Clearly the SEA research program is a geoengineering effort to mitigate atmospheric carbon dioxide. The argument is often made that this would be a kind of giant experiment with our future. This is true. But the stark reality remains there really is very little choice for mankind as the Earth's atmosphere continues heating at an accelerating rate. The argument is often put forward that humanity should not be tinkering with the climate at all. Human-caused climate change, of course, already is a giant geochemical experiment that has a very real run-away global greenhouse dimension. Mankind has already been tinkering with the planet in a big way since the industrial revolution began in the mid-1800s.
Lovelock's Gaia hypothesis proposes that all organisms and their inorganic surroundings on Earth are closely integrated to form a single and self-regulating complex system that maintains the conditions for life on the planet. We see the Earth as just such a system. We realize this self-regulating complex system has already been turned upside-down by man's unintentional massive release of carbon dioxide into the atmosphere for the last 100+ years. Tinkering with an aspect of Earth's interconnected web has already happened. Our approach is to act and to accept that some unintended consequences will occur, but that they are worth facing, measuring, understanding, mitigating and managing. The SEA climate change solutions will have a global impact but the programs can be launched with the approach of taking baby-steps and learning before we run. A small-scale application of carbon dioxide mitigation solutions can serve as a test and learning platform. This could be followed up by a global approach incorporating the lessons learned.
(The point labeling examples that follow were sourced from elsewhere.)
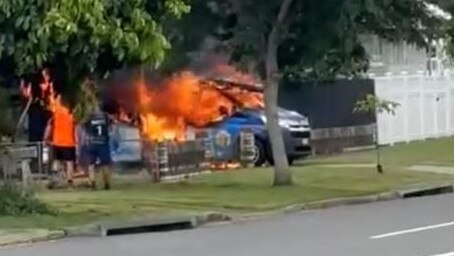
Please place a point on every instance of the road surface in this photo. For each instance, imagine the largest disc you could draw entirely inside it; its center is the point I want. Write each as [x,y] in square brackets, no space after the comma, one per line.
[413,227]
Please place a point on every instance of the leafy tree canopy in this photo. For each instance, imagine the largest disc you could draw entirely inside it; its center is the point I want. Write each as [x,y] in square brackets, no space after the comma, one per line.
[79,37]
[321,39]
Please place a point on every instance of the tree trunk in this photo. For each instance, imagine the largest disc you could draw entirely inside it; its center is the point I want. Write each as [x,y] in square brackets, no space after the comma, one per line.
[282,175]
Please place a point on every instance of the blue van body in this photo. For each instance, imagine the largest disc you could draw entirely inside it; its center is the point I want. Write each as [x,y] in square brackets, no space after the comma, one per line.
[225,134]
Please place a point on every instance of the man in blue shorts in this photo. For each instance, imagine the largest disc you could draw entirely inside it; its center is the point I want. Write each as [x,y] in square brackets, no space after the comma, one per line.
[96,147]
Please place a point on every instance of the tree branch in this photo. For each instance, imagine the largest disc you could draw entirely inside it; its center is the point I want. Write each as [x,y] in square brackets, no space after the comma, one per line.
[274,39]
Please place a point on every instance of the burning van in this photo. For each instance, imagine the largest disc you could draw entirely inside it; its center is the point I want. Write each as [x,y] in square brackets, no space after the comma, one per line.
[170,109]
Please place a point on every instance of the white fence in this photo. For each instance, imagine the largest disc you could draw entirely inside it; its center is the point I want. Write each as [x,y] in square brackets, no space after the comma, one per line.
[426,107]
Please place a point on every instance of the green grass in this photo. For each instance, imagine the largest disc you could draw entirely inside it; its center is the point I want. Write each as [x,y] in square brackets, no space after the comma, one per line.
[429,152]
[244,191]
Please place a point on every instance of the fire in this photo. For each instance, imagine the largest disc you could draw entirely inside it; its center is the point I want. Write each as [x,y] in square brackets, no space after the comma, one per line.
[52,101]
[169,107]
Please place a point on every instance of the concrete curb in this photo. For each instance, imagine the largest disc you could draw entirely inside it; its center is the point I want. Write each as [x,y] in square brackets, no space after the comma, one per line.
[97,230]
[33,238]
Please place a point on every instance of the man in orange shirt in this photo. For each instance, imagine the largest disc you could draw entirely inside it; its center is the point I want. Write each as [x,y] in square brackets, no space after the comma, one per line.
[61,134]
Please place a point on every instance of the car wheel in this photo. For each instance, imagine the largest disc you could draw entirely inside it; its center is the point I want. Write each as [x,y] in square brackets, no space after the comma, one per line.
[290,160]
[259,153]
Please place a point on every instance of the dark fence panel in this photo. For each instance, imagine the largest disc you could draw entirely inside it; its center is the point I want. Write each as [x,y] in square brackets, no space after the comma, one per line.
[328,104]
[329,107]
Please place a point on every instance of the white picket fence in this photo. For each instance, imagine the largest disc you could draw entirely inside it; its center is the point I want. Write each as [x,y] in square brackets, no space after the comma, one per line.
[426,107]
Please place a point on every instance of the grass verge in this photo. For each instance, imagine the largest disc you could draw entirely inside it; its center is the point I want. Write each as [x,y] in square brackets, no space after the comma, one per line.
[246,191]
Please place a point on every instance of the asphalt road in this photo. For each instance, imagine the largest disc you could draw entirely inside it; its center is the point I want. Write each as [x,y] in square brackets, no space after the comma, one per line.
[413,227]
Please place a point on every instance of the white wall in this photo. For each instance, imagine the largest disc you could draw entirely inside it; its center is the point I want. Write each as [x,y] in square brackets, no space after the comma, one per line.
[426,111]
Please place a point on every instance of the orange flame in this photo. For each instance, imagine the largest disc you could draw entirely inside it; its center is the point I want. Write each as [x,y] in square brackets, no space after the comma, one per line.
[25,90]
[51,100]
[167,108]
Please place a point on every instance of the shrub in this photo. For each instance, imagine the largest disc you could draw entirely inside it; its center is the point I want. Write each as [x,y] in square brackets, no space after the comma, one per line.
[13,202]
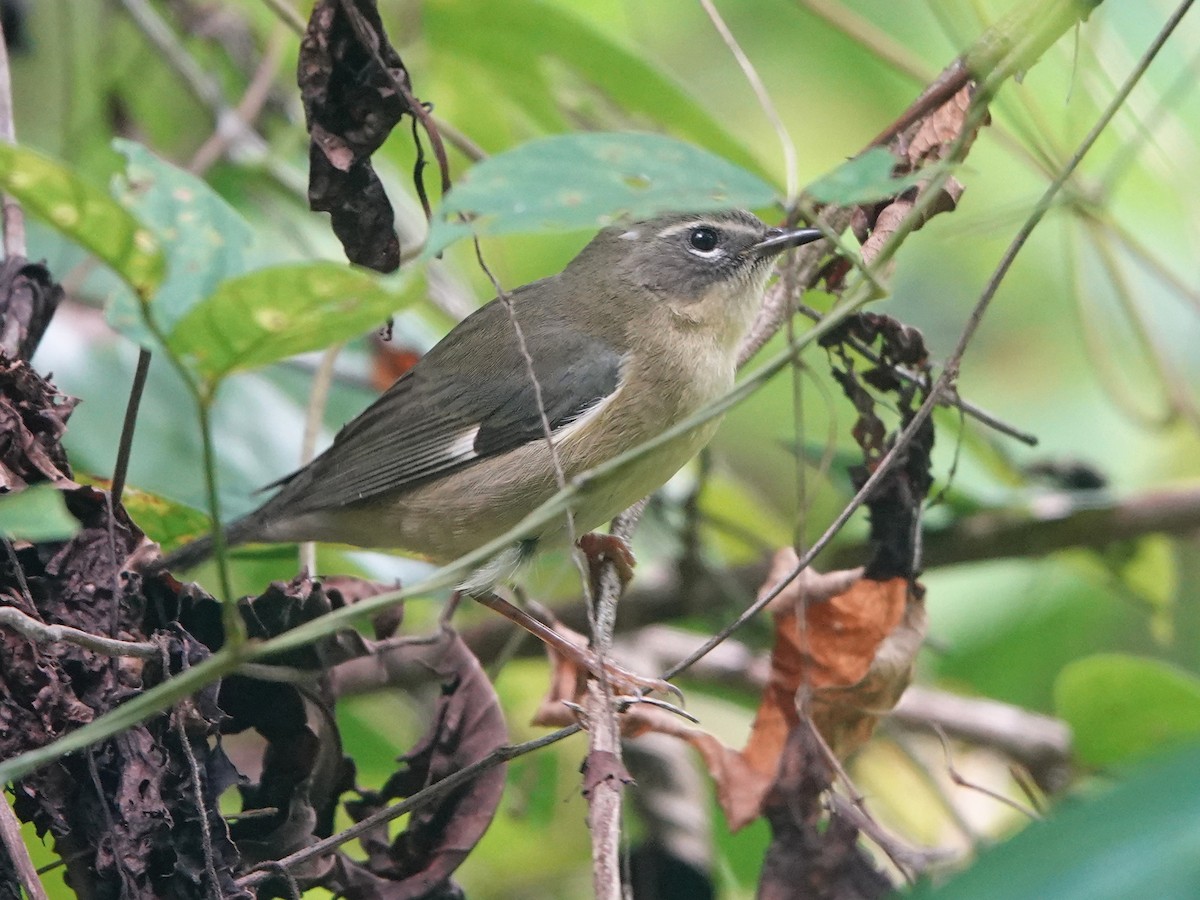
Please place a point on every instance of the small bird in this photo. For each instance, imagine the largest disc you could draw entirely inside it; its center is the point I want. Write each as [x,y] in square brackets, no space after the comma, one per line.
[637,333]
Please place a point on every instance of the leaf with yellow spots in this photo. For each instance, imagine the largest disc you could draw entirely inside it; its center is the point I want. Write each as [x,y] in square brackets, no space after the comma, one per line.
[203,238]
[277,312]
[85,214]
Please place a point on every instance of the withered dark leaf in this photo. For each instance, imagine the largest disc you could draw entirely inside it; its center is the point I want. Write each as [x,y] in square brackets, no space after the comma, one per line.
[805,858]
[352,105]
[29,295]
[33,420]
[467,726]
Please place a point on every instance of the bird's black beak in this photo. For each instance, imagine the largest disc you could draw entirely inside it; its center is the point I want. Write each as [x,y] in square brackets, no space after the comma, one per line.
[779,239]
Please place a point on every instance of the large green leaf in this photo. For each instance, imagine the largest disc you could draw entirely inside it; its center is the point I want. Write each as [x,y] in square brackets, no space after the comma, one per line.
[281,311]
[864,179]
[36,514]
[203,237]
[84,214]
[514,43]
[576,181]
[1122,707]
[169,522]
[1139,840]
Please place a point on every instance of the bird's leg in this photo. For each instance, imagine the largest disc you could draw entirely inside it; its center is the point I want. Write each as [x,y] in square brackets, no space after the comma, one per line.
[600,547]
[622,679]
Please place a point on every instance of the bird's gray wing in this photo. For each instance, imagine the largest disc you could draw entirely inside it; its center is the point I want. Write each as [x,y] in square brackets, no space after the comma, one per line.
[471,397]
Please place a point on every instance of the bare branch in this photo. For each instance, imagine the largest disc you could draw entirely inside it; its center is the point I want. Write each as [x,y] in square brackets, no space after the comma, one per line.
[41,633]
[13,843]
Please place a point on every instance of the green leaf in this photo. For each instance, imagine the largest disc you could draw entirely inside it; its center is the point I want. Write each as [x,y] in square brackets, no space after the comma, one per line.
[1139,840]
[166,521]
[864,179]
[576,181]
[556,67]
[84,214]
[203,237]
[36,514]
[1122,707]
[277,312]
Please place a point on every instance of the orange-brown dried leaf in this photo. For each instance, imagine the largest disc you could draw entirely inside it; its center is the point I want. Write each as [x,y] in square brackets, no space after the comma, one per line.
[939,130]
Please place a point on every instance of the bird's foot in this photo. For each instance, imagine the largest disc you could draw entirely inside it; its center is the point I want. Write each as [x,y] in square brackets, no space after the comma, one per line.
[601,549]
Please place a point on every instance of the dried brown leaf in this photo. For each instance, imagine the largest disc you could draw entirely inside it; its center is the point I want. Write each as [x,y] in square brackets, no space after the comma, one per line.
[809,858]
[467,726]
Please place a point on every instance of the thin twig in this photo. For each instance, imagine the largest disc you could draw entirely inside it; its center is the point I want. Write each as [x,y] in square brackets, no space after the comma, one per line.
[885,466]
[313,418]
[13,219]
[12,840]
[202,810]
[42,634]
[606,797]
[125,445]
[961,781]
[791,166]
[419,799]
[235,121]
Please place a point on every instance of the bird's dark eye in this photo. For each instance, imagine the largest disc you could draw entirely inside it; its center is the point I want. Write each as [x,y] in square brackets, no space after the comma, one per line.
[703,239]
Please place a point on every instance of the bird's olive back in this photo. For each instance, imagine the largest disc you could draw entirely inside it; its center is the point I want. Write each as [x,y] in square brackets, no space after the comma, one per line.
[677,256]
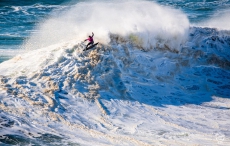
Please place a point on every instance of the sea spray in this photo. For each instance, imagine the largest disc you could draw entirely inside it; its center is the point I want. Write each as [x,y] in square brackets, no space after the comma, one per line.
[150,24]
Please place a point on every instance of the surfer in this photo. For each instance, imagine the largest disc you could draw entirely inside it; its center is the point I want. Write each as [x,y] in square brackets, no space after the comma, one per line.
[90,39]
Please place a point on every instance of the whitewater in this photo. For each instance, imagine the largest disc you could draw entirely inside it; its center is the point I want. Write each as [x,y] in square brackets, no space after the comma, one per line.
[155,78]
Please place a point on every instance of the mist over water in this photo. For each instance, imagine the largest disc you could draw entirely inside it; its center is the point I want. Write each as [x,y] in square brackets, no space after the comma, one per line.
[157,77]
[149,22]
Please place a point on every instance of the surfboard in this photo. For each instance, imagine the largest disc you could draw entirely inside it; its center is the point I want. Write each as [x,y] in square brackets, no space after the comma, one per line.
[90,47]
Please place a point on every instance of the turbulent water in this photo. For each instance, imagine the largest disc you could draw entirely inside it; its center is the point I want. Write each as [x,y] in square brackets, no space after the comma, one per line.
[160,74]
The solutions that flow from the SEA research efforts could be broken down into two distinctive pathways. The first involves conducting selective solution applications right now to gain an understanding of planet impacts. This is a small-scale carbon dioxide mitigation program. This research effort would be taken before there are worldwide, climate change induced, catastrophic events that cause massive loss of life and suffering. When these do occur and become so severe as to jeopardize human survival then a second, truly global approach, could be considered. This second pathway would involve a radical, whole earth, application of natural-process-driven solutions that had already been tested on a small scale. The SEA climate change solution(s) we are exploring right now, when applied at this point, would very likely alter significantly the doomsday picture of a run-away-greenhouse-heating of the Earth's atmosphere. As these words are being written in 2018, the Sea Earth Alliance is rigorously applying science and technology to develop these global options. With extinction a very real possibility, these carbon dioxide mitigation options could be viewed, using an old football analogy, as a kind of late-in-the-game 'Hail Mary' for mankind.
SUMMARY: Sea Earth Alliance is working toward the discovery and verification of atmosphere-ocean mechanisms that provide a path-forward for our planet to systematically slow and reverse the build-up of the major greenhouse gas carbon dioxide in the troposphere within the next ten years. We believe it is possible to slow and reverse the increase of carbon dioxide in the atmosphere in the near future. All of our efforts are centered on exploring one or more possible ways to sequester carbon in the Earth's oceans. With the global cooperation of first world countries, through the United Nations, one or more key carbon sequestration processes in select continental shelf areas could be jump-started and accelerated to actually prevent a run-away greenhouse effect from taking further hold on our planet.